ApplyKhmerReorder

Signature

function ApplyKhmerReorder(const Wide: UnicodeString): UnicodeString;

Purpose

Applies the Khmer reorder pre-pass to Wide and returns the reordered UnicodeString ready for cmap + GSUB consumption. Non-Khmer content passes through byte-identical. Khmer is the first South-East Asian script registered in HotPDF and uses an independent syllable structure distinct from the Brahmic R1–R5 family handled by Phases 8f.1–8f.8.

Khmer specifics

  • NO Repha — Khmer does not form a Repha visual. Ra + COENG + Consonant stays in original order rather than rotating to the end of the cluster.
  • COENG (U+17D2) is a subscript joiner: each COENG + Consonant pair forms a stacked-consonant cluster. The pair stays in the base buffer in original order and the font's GSUB 'pres' / 'blws' features handle subscript positioning. Nested coeng (C + COENG + C + COENG + C) is supported by the FSM.
  • VIRIAM (U+17D1) is a separate virama-like sign distinct from COENG: it does not stack a following consonant. The syllable FSM tracks the previous codepoint (not just the previous category) so it can distinguish COENG from VIRIAM when deciding whether a trailing consonant continues this syllable.
  • Pre-base vowels (MatraPos = 1): E (U+17C1), AE (U+17C2), AI (U+17C3), OE (U+17BE), OO (U+17C4), AU (U+17C5). OE / OO / AU have visual top or right components that are GSUB-rendered; the reorder pre-pass moves only the logical pre-base component to syllable start.
  • Register shifters — MUUSIKATOAN (U+17C9, 1st series) and TRIISAP (U+17CA, 2nd series). These plus other signs (U+17CBU+17D0, U+17D3, U+17DD) are categorised as 12 and route to the above-base buffer.
  • Bindu (NIKAHIT U+17C6) is categorised as 6 and routes to above-base.
  • Visarga (REAHMUK U+17C7, YUUKALEAPINTU U+17C8) is categorised as 7 and routes to post-base.
  • Above-base vowels (MatraPos = 3): I (U+17B7), II (U+17B8), Y (U+17B9), YY (U+17BA).
  • Below-base vowels (MatraPos = 4): U (U+17BB), UU (U+17BC), UA (U+17BD).
  • Post-base vowels (MatraPos = 2): AA (U+17B6), YA (U+17BF), IE (U+17C0).

Reorder behavior

  • Pre-base vowels emit before the base block (analogous to Brahmic R2).
  • Above-base vowels emit after the base block.
  • Below-base vowels emit after the above-base block.
  • Post-base vowels and Visarga emit after the below-base block.
  • Register shifters, Bindu, and other above signs all route to the above-base block so they render after the consonant stack.
  • Consonant cluster (consonants + COENG pairs) stays in the base block in original logical order — GSUB 'pres' / 'blws' handle the visual subscript stacking.
  • NO Repha extraction: Khmer syllables containing Ra + COENG + Consonant stay verbatim in the base block.
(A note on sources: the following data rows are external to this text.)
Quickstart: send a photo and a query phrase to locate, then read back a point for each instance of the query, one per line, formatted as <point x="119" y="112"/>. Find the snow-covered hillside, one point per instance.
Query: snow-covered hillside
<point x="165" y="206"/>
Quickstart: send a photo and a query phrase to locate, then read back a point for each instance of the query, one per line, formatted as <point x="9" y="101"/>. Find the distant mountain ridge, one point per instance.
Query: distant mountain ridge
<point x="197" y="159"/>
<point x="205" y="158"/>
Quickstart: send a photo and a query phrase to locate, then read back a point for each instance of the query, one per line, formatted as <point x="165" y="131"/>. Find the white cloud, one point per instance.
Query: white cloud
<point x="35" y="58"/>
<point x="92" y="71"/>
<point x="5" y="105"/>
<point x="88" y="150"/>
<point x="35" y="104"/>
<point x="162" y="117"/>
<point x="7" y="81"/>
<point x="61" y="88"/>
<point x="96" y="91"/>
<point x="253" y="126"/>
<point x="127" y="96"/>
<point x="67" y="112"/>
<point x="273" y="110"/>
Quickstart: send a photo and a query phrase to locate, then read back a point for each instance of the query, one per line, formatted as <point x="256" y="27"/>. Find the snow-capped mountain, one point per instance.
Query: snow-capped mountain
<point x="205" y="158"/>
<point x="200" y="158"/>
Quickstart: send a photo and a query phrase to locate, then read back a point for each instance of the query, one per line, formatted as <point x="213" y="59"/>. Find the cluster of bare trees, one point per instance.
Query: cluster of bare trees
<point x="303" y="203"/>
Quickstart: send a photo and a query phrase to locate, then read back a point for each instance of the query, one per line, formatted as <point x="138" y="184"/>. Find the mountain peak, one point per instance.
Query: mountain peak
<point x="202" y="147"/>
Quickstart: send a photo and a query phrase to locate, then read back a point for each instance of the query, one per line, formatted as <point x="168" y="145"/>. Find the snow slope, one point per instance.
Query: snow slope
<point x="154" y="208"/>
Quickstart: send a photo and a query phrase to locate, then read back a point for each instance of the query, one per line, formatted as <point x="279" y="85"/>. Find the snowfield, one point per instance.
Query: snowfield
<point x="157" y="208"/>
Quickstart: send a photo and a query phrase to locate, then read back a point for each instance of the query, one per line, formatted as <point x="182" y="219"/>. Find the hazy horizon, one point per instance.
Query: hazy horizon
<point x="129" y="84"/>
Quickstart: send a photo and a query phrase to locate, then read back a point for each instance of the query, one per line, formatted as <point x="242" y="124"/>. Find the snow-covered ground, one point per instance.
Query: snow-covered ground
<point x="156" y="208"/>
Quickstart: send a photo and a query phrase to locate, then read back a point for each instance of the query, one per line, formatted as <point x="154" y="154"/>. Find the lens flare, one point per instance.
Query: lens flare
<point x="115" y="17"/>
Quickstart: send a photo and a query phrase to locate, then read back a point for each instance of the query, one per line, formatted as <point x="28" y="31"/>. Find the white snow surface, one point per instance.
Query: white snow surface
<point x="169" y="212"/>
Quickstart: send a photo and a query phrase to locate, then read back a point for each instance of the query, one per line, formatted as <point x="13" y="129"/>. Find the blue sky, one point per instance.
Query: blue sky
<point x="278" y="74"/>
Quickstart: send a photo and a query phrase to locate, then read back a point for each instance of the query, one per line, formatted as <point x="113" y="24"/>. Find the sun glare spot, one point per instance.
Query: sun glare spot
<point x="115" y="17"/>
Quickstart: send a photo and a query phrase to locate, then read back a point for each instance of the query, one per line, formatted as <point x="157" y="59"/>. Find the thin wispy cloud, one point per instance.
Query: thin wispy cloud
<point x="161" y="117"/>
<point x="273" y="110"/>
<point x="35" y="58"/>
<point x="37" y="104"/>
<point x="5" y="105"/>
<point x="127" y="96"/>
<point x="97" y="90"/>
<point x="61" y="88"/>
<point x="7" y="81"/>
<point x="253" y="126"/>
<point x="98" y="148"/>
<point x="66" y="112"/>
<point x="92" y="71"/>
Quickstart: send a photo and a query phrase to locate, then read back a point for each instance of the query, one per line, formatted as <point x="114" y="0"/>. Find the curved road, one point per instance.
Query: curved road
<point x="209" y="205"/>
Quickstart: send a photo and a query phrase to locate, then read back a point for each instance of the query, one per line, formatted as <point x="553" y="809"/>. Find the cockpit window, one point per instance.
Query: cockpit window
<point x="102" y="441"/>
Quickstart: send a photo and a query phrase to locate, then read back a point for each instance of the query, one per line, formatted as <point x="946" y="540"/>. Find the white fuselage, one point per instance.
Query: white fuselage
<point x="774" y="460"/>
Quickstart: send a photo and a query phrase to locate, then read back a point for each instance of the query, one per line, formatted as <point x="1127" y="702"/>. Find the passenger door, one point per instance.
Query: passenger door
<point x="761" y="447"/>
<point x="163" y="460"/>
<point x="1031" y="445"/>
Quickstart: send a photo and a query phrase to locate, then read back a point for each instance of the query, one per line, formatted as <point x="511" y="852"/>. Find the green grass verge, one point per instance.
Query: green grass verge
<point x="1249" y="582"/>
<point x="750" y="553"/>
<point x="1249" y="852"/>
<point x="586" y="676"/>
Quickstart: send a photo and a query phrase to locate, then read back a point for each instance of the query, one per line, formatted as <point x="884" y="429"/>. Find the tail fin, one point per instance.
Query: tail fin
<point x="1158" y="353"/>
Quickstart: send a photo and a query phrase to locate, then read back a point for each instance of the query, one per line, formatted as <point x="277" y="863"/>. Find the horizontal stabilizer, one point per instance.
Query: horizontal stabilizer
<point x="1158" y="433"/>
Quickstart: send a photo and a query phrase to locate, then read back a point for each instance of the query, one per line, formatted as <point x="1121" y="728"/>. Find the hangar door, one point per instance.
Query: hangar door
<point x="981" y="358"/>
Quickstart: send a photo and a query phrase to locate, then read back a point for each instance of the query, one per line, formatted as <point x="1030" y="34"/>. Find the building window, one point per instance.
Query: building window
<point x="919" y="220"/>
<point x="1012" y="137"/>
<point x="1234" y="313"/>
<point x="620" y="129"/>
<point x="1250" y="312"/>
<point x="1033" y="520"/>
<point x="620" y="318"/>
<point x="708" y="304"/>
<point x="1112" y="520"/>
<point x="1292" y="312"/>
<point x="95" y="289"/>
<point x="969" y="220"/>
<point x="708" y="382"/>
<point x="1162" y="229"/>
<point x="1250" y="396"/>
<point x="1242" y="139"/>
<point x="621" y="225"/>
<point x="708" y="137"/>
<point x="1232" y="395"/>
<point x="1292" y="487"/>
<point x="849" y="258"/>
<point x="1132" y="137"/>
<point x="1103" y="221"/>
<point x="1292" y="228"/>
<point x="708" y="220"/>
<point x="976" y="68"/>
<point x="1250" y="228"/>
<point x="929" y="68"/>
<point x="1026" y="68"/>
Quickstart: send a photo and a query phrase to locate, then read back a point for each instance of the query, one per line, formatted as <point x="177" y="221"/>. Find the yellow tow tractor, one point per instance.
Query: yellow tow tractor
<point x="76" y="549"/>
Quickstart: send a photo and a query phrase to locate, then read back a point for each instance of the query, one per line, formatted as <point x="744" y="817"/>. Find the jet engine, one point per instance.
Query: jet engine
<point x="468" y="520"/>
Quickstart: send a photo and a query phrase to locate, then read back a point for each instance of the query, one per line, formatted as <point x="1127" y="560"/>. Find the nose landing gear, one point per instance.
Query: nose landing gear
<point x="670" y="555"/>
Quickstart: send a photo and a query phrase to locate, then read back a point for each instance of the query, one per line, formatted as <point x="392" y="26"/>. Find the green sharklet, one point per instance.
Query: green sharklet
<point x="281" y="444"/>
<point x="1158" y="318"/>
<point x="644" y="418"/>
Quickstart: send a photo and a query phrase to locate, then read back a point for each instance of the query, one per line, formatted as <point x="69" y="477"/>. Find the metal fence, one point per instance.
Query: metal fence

Output layout per syllable: [pre-vowels] + [consonants + COENG pairs] + [above-vowels / register-shifters / Bindu / signs] + [below-vowels] + [post-vowels / Visarga]. Single-pass; idempotent on simple inputs.

Example

var
  Wide: UnicodeString;
begin
  // Input: KA (U+1780) + E-vowel (U+17C1, pre-base)
  Wide:= Doc.ApplyKhmerReorder(#$1780#$17C1);
  // Wide is now: E (U+17C1) + KA (U+1780)

  // Input: KA + COENG + KHA + AA-vowel (stacked consonant + post vowel)
  Wide:= Doc.ApplyKhmerReorder(#$1780#$17D2#$1781#$17B6);
  // Wide unchanged: KA + COENG + KHA + AA
  //   (COENG cluster stays in BaseBuf in original order; AA in PostBuf)
end;

See also

Standards

  • Unicode 16.0 §16.4 (Khmer)
  • Unicode 16.0 IndicSyllabicCategory.txt, IndicPositionalCategory.txt
  • ISO 32000-1 §9.10 (extraction of text content)
  • OpenType Khmer shaping spec (script tag 'khmr')

Version history

  • v2.120.9 — Introduced in Phase 8f.9. Complete shaper with COENG subscript handling, register shifters, and pre-base vowel rotation. Khmer becomes the ninth registered Indic script and the first South-East Asian script in the registry.